12. Tower-like Chimneys
Spanish haciendas flaunt tower-like chimneys with splendid decorations. These tower chimneys in Spanish homes are marked out with window openings and matching tile roofing. The chimney carries off smoke with a draft to supply fresh air to the fire. Innovations in chimneys are credited to northern Europe with intricate masonry techniques. Taller chimneys evolved with carvings, niches, inlays, and flues and also got grouped to emit all smoke to a central chimney.
13. Spanish Homes Style Balconies
A very common feature of the interior of Spanish-style homes and Spanish home architecture is the balconies. They help enjoy the fresh air and natural beauty within the precincts of your home. The rounded balcony on the right is aided by the rectilinear nature of Spanish homes and the practice of adding new structures to the building when the family expands.
14. Wrought Iron
In Spanish homes, you will notice ironwork is very traditional and can be spotted in stair rails, door details, window grilles, gates, and light fixtures. If you want the interior of Spanish-style homes try wrought iron banisters in large staircases and balconies. It will also protect you from falling and double up as a decorative feature.
15. Courtyards and Patios
Spanish-style homes insist on enjoying the colors and textures of the earth by relaxing on your patio or courtyard. So, adding large courtyards and spacious patios is a normal part of the Spanish design. Outdoor fireplaces are also common in patios or courtyards to help you linger outside when after sunset.
16. Spanish Style Fountains
Fountains in Spanish home gardens or courtyards help in fighting off the hot summers. Intimate courtyards, airy patios, gardens, and refreshing pools add respite and have become part of the Spanish decor. These fountains work as sanctuaries to escape arid climate, and they have become a part that complements the interior of Spanish-style homes.
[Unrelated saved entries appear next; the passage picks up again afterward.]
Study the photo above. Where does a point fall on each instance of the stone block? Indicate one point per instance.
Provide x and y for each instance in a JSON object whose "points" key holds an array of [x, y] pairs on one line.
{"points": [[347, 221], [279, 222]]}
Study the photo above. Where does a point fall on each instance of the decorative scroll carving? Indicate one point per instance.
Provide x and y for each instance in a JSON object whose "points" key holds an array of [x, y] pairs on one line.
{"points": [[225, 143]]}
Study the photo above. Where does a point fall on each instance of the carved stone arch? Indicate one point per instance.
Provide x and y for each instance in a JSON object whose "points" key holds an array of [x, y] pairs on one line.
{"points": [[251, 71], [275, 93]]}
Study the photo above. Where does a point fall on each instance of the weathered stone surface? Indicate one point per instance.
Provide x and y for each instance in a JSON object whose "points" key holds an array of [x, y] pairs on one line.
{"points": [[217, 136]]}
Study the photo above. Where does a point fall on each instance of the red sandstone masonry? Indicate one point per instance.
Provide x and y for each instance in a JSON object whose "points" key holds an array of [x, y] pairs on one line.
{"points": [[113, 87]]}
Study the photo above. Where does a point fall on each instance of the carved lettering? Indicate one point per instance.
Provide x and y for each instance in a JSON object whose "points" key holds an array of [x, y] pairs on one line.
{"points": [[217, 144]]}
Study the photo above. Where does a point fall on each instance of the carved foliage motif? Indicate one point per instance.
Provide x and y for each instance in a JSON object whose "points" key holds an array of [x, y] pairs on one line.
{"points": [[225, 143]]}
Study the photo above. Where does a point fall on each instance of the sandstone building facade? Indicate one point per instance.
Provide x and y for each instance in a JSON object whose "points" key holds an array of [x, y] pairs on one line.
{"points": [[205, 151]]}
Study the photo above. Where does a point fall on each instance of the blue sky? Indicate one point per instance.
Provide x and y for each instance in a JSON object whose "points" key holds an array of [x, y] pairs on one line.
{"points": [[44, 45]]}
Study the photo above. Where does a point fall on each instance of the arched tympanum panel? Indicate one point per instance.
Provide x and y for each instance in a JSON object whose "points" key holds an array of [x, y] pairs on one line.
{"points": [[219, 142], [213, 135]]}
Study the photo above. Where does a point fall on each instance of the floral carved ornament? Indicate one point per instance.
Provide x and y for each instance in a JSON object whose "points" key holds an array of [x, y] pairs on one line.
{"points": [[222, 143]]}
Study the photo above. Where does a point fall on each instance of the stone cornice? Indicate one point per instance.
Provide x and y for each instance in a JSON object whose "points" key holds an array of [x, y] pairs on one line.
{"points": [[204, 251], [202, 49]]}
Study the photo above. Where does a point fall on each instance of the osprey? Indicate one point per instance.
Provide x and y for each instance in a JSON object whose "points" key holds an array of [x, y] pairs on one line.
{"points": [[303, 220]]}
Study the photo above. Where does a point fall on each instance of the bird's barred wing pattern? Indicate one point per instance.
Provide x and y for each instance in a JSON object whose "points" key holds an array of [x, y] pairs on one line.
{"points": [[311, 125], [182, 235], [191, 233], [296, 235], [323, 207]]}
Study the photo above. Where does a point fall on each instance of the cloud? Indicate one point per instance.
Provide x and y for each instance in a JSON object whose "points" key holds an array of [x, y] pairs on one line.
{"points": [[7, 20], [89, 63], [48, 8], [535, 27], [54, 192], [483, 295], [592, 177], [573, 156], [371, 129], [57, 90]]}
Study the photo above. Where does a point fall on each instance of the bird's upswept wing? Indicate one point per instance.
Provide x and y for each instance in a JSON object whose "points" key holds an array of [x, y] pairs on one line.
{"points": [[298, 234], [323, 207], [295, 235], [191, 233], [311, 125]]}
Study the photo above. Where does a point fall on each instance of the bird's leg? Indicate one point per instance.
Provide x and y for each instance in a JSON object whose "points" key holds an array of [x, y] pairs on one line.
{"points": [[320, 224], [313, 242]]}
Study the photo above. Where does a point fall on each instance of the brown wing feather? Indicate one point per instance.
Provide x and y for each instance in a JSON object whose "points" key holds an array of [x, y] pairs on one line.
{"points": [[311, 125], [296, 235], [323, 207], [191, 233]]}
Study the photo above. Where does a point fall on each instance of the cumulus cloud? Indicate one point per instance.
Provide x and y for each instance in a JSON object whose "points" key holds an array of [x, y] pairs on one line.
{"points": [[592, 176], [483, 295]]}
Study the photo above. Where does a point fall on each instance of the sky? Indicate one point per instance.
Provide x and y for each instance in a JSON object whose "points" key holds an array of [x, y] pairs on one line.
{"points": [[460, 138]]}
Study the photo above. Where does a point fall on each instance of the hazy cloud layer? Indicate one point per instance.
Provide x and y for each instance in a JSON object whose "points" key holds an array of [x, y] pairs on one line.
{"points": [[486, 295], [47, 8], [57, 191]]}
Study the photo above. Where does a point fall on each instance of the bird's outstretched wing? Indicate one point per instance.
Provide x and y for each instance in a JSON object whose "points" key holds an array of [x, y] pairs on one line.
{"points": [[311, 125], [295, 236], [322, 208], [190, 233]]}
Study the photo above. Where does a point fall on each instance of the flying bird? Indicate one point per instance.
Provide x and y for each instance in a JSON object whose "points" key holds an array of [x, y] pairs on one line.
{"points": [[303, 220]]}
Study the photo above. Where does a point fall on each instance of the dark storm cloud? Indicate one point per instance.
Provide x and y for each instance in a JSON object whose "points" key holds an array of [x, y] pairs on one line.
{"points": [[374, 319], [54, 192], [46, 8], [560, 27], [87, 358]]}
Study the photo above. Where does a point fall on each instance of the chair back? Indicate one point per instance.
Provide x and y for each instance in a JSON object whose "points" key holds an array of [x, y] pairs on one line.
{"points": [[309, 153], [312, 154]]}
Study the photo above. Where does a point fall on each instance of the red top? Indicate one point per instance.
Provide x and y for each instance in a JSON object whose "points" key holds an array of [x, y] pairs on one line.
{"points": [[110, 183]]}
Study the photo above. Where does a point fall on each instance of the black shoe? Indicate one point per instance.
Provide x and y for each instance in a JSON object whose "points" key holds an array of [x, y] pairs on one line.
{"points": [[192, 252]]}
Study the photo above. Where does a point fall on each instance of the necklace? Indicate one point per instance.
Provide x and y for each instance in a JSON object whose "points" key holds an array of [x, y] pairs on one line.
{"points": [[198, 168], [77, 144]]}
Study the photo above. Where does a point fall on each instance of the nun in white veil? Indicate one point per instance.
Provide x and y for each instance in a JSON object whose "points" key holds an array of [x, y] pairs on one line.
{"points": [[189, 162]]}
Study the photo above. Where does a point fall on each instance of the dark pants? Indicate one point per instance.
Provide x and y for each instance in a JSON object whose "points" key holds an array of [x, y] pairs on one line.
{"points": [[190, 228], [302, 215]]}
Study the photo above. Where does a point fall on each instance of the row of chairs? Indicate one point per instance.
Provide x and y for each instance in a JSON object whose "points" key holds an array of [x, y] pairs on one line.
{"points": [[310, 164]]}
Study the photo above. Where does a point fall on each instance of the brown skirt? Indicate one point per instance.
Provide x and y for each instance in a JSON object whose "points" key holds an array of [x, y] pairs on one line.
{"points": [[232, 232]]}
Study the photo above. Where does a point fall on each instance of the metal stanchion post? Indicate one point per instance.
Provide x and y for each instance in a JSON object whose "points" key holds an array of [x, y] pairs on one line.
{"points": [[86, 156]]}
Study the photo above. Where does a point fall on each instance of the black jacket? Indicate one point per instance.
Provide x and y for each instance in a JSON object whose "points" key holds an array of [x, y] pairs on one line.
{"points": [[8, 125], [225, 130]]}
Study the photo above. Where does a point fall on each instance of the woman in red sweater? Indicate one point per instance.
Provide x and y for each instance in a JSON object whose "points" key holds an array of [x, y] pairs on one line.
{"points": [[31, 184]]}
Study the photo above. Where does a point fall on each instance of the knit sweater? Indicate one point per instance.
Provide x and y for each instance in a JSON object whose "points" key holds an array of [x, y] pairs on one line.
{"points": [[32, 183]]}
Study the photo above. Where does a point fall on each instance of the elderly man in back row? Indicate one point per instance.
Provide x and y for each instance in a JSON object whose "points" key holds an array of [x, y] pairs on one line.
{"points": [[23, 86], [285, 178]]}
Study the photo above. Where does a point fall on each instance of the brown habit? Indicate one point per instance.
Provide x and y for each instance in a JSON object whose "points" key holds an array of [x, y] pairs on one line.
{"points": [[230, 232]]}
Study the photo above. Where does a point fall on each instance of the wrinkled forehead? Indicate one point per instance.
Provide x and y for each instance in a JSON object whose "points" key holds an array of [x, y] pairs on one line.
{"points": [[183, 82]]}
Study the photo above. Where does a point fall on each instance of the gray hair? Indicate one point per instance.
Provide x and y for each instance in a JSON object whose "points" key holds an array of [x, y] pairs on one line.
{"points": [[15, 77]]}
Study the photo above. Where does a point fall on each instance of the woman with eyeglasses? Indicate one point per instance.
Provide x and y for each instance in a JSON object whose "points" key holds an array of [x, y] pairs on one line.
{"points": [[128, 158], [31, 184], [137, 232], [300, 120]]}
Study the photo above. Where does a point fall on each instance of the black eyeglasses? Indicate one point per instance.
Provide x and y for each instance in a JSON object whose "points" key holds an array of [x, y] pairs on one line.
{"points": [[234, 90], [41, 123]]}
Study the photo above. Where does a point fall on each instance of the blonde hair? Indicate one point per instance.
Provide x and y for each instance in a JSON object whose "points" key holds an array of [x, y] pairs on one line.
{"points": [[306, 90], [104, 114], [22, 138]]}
17. Mexican Pottery for Spanish Interiors
In the overall interior of Spanish-style homes, you may be surprised how Mexican clay pots and vases boost the home decor. These ceramic pieces add phenomenal color. Mexican pottery is more than five centuries old and dates back to the rule of Hernan Cortez in Mexico. Talavera pottery is a popular form of Mexican pottery. You can buy Mexican pottery from Etsy, including bowls, pots, plates, and pans.
18. Hanging Mirrors
The mirror had been a vital Spanish interior design element because it reflects light and makes the room appear larger. When you place a mirror opposite a window, it maximizes the natural light flow. Mirrors also highlight important features such as fireplaces or artwork. Spanish interiors achieve an airy feel for a relaxed living through the use of mirrors, white walls, and large windows.
Evolution of Spanish Eclectic Design and Soaring Popularity
The appetite for Spanish home design and interior styles is increasing. It has been on the uptick since the middle of the 19th century. However, a landmark shift point in the Spanish home style happened in 1916 when the Panama-California Exposition took place in San Diego. Bertram Grosvenor Goodhue, the famous New York-based architect, was in charge of the expo’s design. He wanted to make a paradigm shift in the conventional Spanish style to make it more contemporary and appealing.
Goodhue worked on an urban Spanish Baroque style and tried to infuse the rich Churrigueresque decorations endorsed by the Mexican and Spanish elite and also mixed elements of the Persian style of Moorish Revival architecture. The trend initiated by Goodhue is known as the Spanish Colonial Revival. Some of its iconic landmarks are the Giralda Tower, the Mexico City Metropolitan Cathedral, and the Cathedral of Our Lady in Oaxaca. The modernist take on that style is also called Spanish Eclectic.
Now the round-up on the interior of Spanish-style homes has given you an insight into timeless Spanish interior design. You can plan a Spanish makeover of your current home decor for a new style ahead.